Comenzaron a aparecer especialistas.

Las sonrisas se volvieron más forzadas.

Nadie quería decirnos que estaban preocupados, pero Paul y yo pudimos verlo en la forma en que los médicos se reunieron fuera de la habitación de Maggie.

Durante doce días, esperamos una respuesta.

Cada mañana, me convencía a mí mismo de que ese sería el día en que alguien entraría por la puerta y diría: ” Lo hemos resuelto”.
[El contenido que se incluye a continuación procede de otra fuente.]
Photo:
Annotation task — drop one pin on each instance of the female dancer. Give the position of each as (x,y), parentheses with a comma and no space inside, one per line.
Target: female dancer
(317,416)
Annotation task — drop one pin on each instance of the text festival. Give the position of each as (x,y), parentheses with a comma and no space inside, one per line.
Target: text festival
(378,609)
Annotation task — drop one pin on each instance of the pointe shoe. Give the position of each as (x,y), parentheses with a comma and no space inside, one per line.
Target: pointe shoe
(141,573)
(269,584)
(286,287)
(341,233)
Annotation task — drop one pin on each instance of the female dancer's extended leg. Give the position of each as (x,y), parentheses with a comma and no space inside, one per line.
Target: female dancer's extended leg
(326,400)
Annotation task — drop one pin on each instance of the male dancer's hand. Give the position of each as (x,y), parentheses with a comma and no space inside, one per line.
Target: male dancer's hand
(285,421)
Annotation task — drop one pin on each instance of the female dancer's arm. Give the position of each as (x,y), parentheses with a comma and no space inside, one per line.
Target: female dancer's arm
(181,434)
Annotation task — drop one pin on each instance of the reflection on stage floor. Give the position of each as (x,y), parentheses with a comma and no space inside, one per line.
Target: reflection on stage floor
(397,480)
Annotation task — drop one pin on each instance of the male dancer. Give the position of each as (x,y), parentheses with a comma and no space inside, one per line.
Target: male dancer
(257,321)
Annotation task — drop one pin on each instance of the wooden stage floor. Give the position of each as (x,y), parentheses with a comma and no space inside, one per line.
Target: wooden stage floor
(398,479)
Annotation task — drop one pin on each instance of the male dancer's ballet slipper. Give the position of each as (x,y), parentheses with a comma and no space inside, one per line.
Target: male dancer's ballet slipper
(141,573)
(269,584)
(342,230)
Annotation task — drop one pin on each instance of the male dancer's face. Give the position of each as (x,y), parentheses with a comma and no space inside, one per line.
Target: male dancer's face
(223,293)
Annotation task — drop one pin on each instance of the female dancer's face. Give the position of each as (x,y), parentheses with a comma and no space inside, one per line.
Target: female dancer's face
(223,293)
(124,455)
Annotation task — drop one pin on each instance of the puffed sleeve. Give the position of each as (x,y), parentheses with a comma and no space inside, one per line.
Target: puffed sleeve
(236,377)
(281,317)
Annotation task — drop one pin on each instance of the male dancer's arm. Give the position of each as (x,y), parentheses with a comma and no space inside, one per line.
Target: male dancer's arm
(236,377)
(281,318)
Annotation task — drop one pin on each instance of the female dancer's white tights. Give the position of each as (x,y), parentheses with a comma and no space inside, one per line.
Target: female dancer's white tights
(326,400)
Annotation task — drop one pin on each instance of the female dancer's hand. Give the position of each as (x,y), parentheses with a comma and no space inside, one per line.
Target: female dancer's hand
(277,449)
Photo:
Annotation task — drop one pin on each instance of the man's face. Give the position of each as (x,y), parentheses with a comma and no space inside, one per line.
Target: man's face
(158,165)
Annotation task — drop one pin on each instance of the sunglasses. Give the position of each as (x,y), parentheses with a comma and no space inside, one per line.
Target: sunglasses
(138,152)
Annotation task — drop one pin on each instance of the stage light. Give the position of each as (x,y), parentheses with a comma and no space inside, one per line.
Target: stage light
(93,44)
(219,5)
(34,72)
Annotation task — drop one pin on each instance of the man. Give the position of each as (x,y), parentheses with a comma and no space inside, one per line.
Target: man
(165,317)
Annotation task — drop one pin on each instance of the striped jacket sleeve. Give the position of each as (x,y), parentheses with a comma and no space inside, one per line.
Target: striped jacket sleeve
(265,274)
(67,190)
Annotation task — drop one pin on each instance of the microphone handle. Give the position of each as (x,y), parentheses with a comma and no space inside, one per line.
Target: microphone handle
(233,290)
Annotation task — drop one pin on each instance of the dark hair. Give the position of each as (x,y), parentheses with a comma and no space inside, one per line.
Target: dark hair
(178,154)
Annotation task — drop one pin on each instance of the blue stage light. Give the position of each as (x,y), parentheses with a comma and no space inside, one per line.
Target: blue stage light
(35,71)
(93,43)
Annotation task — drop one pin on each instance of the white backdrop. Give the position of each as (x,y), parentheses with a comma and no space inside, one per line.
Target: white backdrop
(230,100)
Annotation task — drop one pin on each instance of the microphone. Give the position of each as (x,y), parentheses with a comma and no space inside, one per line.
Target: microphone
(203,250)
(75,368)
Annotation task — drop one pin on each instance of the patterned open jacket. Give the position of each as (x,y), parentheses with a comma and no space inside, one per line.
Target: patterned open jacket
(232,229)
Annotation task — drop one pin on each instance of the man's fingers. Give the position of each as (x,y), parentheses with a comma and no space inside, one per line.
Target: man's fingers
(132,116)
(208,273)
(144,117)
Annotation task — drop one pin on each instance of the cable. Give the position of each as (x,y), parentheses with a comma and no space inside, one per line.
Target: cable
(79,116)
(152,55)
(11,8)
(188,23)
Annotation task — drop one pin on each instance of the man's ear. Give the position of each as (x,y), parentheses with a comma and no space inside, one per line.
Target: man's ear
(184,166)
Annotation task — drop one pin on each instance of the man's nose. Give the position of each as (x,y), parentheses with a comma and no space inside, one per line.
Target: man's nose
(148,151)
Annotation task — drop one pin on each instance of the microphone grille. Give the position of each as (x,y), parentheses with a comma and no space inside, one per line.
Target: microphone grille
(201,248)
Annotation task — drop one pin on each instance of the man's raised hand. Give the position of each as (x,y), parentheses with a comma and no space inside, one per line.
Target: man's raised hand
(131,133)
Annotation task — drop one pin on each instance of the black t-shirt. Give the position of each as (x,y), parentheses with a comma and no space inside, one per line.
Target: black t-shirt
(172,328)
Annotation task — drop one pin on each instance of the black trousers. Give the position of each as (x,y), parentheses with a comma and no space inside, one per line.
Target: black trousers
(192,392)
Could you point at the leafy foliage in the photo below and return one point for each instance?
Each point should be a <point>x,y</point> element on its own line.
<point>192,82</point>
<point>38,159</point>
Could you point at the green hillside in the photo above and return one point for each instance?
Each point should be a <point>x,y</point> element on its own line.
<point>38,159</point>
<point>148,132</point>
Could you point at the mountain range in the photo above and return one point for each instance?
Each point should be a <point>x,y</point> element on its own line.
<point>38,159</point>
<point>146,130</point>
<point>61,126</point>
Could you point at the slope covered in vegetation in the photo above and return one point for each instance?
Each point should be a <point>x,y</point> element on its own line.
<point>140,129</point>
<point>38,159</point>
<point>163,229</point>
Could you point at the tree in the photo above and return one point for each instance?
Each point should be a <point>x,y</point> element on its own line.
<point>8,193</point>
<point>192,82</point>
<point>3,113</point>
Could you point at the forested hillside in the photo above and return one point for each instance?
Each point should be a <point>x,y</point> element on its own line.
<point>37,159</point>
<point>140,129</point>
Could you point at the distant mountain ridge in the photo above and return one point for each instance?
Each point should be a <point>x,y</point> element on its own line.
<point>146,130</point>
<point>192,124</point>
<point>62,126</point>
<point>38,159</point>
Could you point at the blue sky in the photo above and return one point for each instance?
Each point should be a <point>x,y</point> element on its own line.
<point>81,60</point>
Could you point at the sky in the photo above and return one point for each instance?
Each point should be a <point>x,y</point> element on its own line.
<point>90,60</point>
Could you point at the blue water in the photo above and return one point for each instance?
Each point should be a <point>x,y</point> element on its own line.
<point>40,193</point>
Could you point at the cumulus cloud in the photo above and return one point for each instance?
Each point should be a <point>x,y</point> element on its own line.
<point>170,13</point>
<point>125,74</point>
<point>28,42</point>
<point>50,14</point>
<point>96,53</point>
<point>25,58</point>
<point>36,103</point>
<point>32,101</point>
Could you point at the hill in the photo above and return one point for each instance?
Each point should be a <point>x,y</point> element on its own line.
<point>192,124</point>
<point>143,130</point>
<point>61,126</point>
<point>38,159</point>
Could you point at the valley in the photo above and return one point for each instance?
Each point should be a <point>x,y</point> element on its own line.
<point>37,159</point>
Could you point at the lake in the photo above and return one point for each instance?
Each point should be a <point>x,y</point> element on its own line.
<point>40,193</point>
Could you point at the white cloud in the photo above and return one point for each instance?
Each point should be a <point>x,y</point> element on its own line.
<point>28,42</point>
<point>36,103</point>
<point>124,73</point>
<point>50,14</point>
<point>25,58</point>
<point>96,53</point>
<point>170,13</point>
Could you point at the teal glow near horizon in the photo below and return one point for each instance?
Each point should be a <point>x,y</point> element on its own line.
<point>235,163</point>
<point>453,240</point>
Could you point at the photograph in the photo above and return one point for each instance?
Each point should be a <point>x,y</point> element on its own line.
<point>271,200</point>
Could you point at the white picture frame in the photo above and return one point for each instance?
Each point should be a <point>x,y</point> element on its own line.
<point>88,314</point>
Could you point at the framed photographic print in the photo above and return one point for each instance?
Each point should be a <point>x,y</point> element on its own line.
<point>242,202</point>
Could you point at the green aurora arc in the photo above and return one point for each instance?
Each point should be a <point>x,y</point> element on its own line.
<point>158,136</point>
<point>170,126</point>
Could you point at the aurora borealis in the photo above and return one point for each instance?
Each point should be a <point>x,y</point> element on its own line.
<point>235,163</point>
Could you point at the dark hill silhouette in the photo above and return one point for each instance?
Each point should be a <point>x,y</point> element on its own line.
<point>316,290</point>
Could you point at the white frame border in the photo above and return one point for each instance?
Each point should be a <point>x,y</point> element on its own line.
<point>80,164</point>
En cambio, al duodécimo día, nuestra hija falleció.

No hubo ninguna explicación satisfactoria.

No existía una sola enfermedad que pudiera aprender a odiar.

Su certificado de defunción contenía terminología médica, pero ninguna de esas palabras explicaba cómo una niña de ocho años que reía podía desaparecer de nuestras vidas en menos de dos semanas.

Durante mucho tiempo, la ira fue más fácil de sobrellevar que la tristeza.

Yo culpé a los médicos.

Le eché la culpa al hospital.

Me culpé a mí misma por cada decisión que tomé durante esos doce días.

Y odiaba a cualquiera que intentara consolarme diciéndome que Maggie estaba en un lugar mejor.

No había habido un lugar mejor para mi hija.

Su lugar favorito era nuestra cocina, donde robaba fresas mientras yo preparaba la cena.

Su lugar favorito era acurrucada entre Paul y yo durante las noches de cine.

Su mejor lugar siempre había sido su casa.

Con nosotros.

Tras la muerte de Maggie, Paul y yo nunca tuvimos otro hijo.

Dos años después, me preguntó sobre ello una vez.

Estábamos acostados en la cama cuando él dijo en voz baja: “¿Alguna vez piensas en intentarlo de nuevo?”

Me quedé mirando la oscuridad.

“No puedo.”

Hubo un largo silencio.

Entonces Paul extendió la mano hacia la mía.

“Entonces no lo haremos.”

Ahí terminó la conversación.

Nos convertimos en una familia de dos.

No era la familia que habíamos imaginado.

No es la familia que habíamos planeado.

Pero de alguna manera, al final, siguen siendo una familia.

Pasaron los años.

Dejé de llorar todas las mañanas.

Entonces dejé de llorar todas las semanas.